# silver black stains



## arthur kierski (Oct 6, 2009)

how can one eliminate the silver(black) stains from ones nails?thanks for the help


----------



## goldsilverpro (Oct 6, 2009)

Hey, Arthur,

Here's a pretty good article
http://in.answers.yahoo.com/question/index?qid=20080111222732AAFrEyZ

Gold stains are much easier to remove than silver stains. Purple gold stains can be removed with bleach. However, the bleach makes your hands slick and slimy and smelly, for quite some time.

For silver, the bleach will produce silver chloride and lighten the color. However, the particles will still be embedded in your skin and nails and will be reduced back to black metal shortly.

I seem to remember a 2 step method that is supposed to work. First iodine (produces AgI) and then sodium thiosulfate (hypo - dissolves AgI). I think the hypo will also remove the iodine stains that are produced. I would use a Q-tip.

I usually just let it wear off. With silver, that can take a long time. It may not totally disappear until the nail grows out. 

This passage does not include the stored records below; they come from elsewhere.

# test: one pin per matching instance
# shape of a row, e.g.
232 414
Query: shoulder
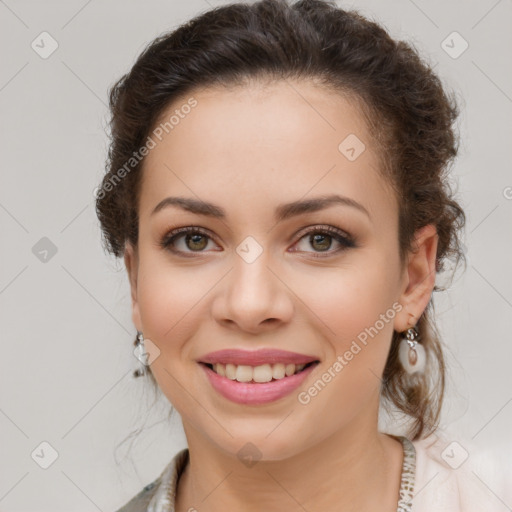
456 476
140 502
162 489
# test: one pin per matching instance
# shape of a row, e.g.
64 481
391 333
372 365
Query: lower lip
255 393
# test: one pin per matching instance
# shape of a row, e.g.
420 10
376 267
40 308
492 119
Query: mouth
258 374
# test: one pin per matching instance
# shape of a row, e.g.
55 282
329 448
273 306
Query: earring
141 354
411 353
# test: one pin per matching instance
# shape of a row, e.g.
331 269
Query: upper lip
256 357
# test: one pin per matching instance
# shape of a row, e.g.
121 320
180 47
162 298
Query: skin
248 150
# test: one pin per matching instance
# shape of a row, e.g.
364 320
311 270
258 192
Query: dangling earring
411 353
141 354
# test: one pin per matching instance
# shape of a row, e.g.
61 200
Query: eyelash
346 241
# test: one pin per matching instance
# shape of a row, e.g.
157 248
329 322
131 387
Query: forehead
263 143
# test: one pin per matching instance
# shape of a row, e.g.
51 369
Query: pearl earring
412 354
141 355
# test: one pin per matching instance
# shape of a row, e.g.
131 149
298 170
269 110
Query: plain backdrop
67 395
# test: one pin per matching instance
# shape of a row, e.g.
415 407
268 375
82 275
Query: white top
437 476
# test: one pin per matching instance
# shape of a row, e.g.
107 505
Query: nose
253 297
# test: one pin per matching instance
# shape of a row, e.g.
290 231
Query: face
323 281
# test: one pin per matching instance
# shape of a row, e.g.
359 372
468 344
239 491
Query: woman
277 187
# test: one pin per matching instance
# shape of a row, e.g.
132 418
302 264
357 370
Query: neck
354 469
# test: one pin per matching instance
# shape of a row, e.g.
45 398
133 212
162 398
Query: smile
256 377
261 373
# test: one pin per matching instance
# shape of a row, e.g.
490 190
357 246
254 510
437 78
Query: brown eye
192 239
321 239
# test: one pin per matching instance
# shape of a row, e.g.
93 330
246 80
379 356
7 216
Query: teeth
262 373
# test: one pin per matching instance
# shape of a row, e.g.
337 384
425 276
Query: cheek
169 301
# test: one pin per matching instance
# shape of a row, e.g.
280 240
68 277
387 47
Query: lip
256 393
256 357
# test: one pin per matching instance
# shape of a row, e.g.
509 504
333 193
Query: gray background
66 321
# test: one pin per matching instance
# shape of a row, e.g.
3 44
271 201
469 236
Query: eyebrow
282 212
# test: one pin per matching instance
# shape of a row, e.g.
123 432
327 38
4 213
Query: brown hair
408 113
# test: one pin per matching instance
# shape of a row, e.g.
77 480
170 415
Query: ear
131 262
419 278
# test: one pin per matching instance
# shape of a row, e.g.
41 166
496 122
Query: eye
194 238
320 237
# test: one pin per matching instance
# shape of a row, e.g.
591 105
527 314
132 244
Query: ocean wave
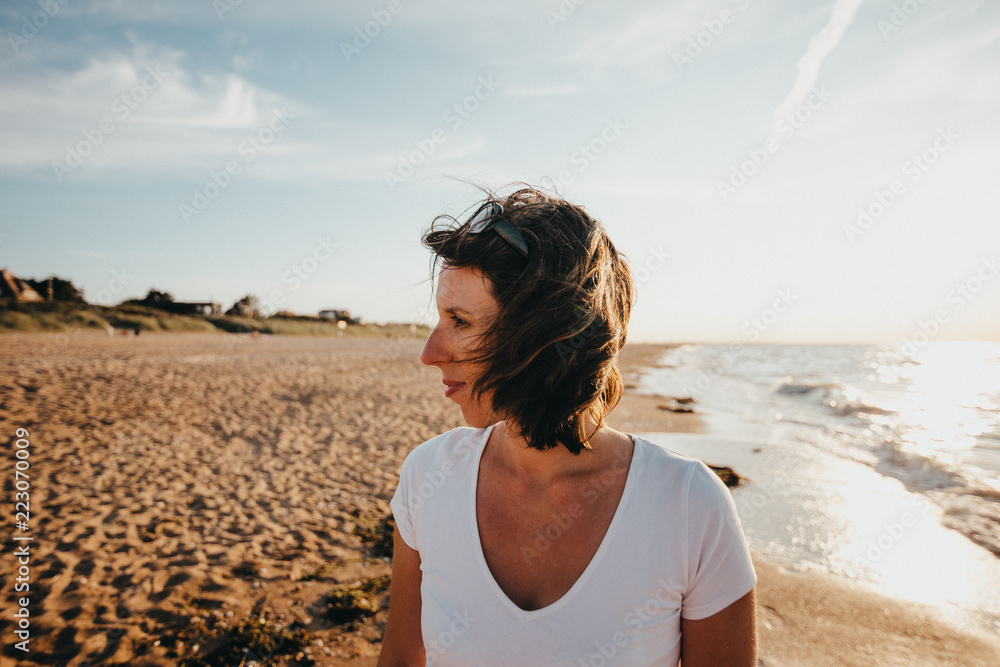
840 399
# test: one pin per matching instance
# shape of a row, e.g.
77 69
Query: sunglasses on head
489 217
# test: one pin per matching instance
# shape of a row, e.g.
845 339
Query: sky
775 171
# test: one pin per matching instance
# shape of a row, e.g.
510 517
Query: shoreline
819 619
189 483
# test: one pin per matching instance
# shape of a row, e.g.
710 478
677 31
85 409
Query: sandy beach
195 495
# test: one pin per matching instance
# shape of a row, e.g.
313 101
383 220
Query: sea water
869 462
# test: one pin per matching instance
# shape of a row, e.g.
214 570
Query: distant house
12 287
195 308
339 316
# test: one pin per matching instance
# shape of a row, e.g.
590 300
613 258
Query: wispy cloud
820 46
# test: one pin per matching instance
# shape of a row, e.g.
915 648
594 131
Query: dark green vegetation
78 315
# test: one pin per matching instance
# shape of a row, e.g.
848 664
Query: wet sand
183 483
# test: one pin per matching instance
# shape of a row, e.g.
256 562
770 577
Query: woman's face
466 308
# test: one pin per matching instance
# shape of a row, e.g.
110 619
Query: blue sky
780 171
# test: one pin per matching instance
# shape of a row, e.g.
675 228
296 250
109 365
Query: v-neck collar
524 614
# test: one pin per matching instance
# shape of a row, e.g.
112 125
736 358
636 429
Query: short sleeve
400 505
720 570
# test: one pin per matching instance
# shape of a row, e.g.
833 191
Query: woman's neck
557 464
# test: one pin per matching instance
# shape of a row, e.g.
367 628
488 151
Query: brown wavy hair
550 355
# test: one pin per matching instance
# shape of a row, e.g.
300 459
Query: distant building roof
12 287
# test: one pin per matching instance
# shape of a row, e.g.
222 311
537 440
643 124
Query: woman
541 536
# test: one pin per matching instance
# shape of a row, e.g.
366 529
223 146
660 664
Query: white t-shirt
674 547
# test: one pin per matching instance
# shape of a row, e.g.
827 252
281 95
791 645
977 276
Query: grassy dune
66 316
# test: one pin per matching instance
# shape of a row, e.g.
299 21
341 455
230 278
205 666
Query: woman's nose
434 351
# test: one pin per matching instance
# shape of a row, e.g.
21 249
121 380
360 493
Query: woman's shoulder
670 469
445 450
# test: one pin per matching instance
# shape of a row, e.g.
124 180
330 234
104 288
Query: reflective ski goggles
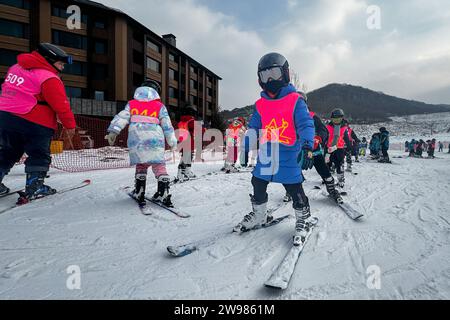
274 73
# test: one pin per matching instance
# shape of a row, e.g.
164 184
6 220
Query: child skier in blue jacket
285 130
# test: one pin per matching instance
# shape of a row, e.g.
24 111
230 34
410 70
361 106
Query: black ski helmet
152 84
53 54
269 61
337 113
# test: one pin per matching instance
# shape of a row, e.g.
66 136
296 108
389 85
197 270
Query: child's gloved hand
111 137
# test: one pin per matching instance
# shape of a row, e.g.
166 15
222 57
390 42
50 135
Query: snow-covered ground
122 254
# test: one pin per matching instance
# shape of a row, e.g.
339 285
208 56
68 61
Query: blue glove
306 158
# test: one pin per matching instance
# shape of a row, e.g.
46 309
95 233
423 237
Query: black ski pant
19 136
296 192
321 167
337 158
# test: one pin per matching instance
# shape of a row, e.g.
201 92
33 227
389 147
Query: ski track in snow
122 253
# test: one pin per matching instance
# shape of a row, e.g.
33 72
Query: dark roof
178 51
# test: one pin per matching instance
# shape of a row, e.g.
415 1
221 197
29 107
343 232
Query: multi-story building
113 54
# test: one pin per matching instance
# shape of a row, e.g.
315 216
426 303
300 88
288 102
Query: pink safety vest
341 141
21 87
277 118
350 130
145 111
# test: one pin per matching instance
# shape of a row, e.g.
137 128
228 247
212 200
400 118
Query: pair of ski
351 212
146 210
282 275
80 185
214 173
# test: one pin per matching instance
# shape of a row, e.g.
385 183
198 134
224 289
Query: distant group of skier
416 148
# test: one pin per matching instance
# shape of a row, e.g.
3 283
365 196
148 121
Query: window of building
100 71
68 39
137 79
138 36
61 12
193 84
22 4
14 29
74 92
153 65
153 46
100 46
173 75
8 57
99 95
77 68
193 100
138 57
100 24
173 93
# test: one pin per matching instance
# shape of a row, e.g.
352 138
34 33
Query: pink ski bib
277 118
145 111
21 87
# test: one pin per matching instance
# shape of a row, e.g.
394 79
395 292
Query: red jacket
52 92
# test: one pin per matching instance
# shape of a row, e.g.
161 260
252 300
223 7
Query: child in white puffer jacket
150 126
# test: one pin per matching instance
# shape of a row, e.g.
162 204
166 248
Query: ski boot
303 224
287 197
188 172
139 188
3 189
182 175
349 167
256 218
329 184
231 168
162 195
35 188
341 180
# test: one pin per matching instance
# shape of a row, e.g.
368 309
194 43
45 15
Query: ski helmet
152 84
305 97
273 72
337 113
53 54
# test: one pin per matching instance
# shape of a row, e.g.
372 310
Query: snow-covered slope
122 254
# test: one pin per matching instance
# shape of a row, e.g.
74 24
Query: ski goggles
274 73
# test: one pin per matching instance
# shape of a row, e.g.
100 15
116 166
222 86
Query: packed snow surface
121 254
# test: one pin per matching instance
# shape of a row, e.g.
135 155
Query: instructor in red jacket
33 98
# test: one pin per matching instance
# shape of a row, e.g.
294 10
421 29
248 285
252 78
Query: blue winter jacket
283 168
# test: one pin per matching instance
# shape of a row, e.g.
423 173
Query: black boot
139 188
35 187
331 189
3 188
163 195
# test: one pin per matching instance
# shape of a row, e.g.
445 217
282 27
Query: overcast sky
325 41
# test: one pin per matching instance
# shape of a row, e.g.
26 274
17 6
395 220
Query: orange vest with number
145 111
277 118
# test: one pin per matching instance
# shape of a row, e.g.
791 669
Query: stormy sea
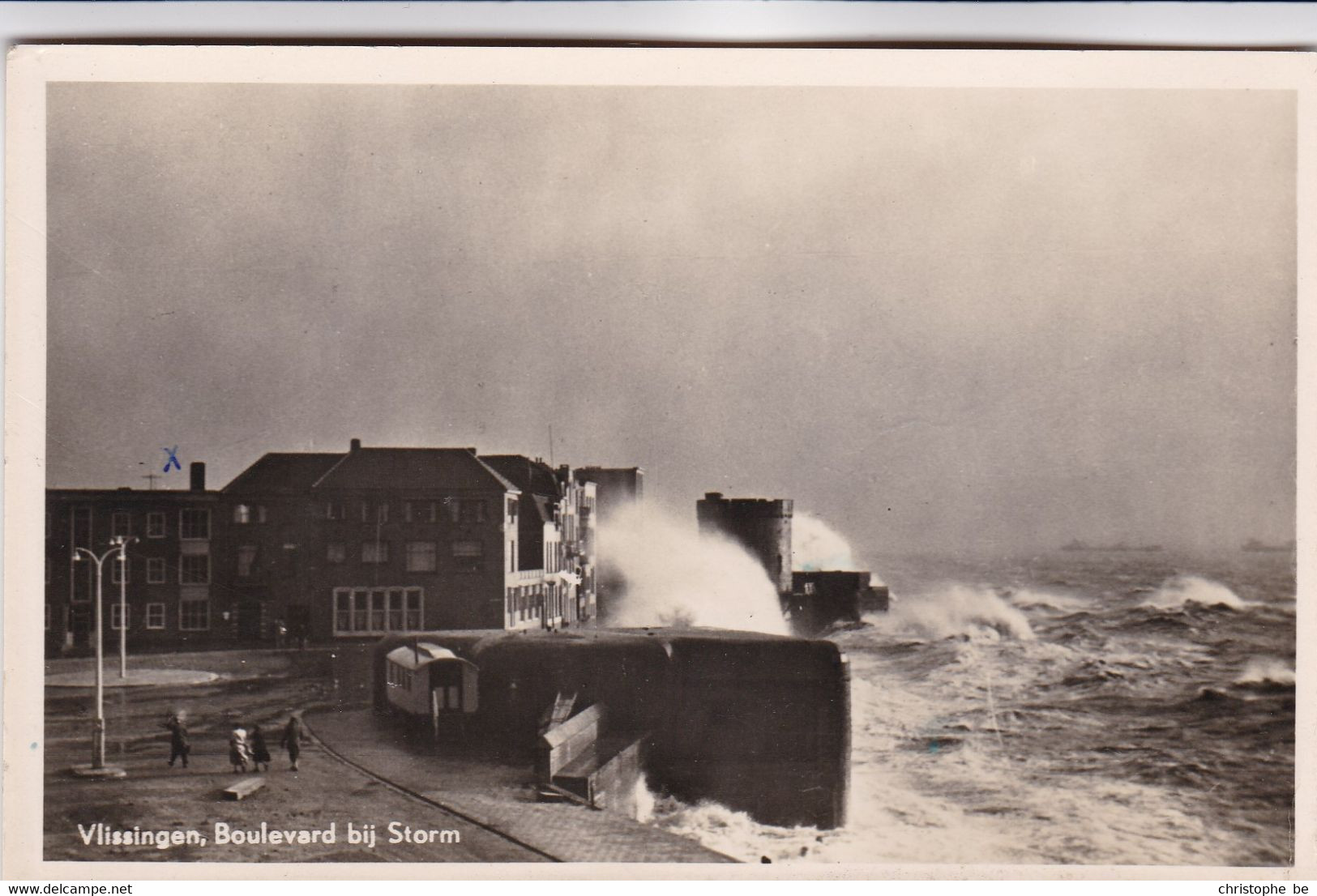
1080 706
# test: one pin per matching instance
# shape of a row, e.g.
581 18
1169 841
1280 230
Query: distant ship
1254 545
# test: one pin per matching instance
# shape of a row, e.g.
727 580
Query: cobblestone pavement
499 796
157 798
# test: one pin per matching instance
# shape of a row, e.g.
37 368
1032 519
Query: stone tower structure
763 527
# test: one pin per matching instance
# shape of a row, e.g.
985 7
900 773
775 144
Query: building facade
168 578
322 546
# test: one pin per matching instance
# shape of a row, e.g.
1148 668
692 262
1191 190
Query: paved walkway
137 678
498 796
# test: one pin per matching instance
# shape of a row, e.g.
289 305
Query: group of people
246 745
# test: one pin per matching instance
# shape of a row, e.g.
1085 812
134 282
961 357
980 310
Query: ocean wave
1028 599
1183 591
1266 672
959 611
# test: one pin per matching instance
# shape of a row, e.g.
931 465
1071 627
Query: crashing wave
1262 672
1045 599
1183 591
960 611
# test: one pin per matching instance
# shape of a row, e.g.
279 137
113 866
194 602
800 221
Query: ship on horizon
1254 545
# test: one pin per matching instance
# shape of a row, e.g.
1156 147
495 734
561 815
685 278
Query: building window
244 514
116 617
246 561
194 569
421 510
374 552
375 611
194 524
467 510
381 514
421 557
194 615
468 556
122 524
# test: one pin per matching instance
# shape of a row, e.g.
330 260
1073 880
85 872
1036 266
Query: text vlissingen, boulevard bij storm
263 833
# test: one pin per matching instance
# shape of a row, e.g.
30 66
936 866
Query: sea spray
1183 590
963 611
1266 672
815 546
670 574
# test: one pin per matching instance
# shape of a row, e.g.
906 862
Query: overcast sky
935 318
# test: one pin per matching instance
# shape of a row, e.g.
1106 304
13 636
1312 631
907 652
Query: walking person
291 740
259 752
178 742
238 750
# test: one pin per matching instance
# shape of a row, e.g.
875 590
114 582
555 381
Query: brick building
169 577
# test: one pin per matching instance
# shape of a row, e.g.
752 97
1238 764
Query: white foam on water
674 575
934 782
1026 598
964 611
1266 670
815 546
1184 590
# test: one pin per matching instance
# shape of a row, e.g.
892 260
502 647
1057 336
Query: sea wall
756 723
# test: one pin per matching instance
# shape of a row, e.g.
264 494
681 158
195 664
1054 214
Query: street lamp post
122 603
98 767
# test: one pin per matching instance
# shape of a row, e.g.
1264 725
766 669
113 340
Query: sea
1076 706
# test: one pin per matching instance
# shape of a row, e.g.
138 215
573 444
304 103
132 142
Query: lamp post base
98 771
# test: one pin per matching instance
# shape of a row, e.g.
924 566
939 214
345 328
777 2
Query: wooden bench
242 788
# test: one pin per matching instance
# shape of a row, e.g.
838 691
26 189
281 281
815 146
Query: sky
937 318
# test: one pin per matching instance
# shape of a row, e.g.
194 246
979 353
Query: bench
575 759
242 788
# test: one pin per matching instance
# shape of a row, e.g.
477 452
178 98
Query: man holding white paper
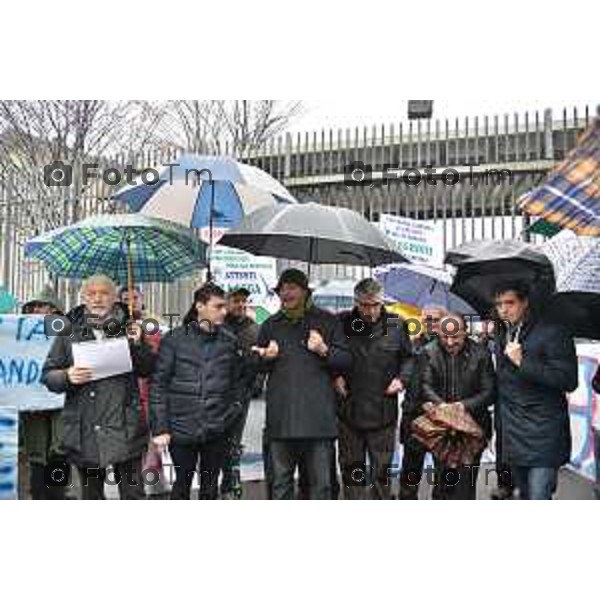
97 367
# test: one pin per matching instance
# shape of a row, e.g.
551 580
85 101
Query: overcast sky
352 112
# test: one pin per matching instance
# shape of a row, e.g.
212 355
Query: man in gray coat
302 348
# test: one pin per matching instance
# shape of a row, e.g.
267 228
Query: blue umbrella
420 286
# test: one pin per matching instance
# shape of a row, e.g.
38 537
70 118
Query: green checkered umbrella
124 247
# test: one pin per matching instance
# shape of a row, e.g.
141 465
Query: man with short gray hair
368 409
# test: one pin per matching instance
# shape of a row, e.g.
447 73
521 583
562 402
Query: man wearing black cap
302 348
246 330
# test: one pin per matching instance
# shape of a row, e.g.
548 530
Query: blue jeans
535 483
597 459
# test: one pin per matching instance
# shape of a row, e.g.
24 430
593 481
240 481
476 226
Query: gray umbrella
313 233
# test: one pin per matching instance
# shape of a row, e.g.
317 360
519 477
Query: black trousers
127 475
413 460
211 455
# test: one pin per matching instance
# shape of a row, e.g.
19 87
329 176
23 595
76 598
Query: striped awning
570 196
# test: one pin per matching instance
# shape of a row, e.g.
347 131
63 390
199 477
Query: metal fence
312 165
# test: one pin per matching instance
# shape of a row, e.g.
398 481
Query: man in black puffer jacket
246 331
197 393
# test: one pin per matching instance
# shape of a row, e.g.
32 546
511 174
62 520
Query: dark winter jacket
532 398
300 394
377 359
103 422
199 384
467 377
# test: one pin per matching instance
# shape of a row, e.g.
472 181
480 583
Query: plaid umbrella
123 247
570 196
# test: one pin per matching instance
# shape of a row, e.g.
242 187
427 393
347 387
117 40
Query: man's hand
316 343
514 352
162 441
271 351
395 387
340 387
134 332
79 375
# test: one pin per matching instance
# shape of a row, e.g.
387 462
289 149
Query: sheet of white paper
105 357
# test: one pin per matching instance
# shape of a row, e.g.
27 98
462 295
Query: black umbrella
313 233
483 265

I'm reluctant to mention this, but a last resort method that I've used with the greatest success is to dissolve the silver with cyanide. I don't like to do this, but it has worked every time I have tried it. In your case, use a Q-tip and scrub the nail with a cyanide solution. If it doesn't work, add a little 3% H2O2 to it. Try to keep the cyanide out of any cuts on your hand and confine it to the stain. After the stain is removed, wash your hands well with soap and water and dry. Then, dip the parts of your hand that had cyanide on them in about a 2-3% HCl solution or vinegar to remove any traces of cyanide (if you have any cuts on your hand, you will immediately know where they are located). Wash and dry again and apply a good hand lotion. In the states, the best common lotion I've found is Corn Husker's Lotion.


----------



## arthur kierski (Oct 6, 2009)

thanks gsp for the many ways to eliminate those black silver stains----i will do one of the methods and then tell you if worked----


----------



## metatp (Oct 6, 2009)

GSP,

What about removing the black stains from patio brick. Should I just use a delute nitric/water mix?

Thanks,
Tom


----------



## Harold_V (Oct 7, 2009)

goldsilverpro said:


> I'm reluctant to mention this, but a last resort method that I've used with the greatest success is to dissolve the silver with cyanide.



Gold, too. 

I also used it.

Harold


----------



## Lou (Oct 7, 2009)

It does work though.


Thiosulfate works, somewhat well on clothes too that have been stained with silver.


----------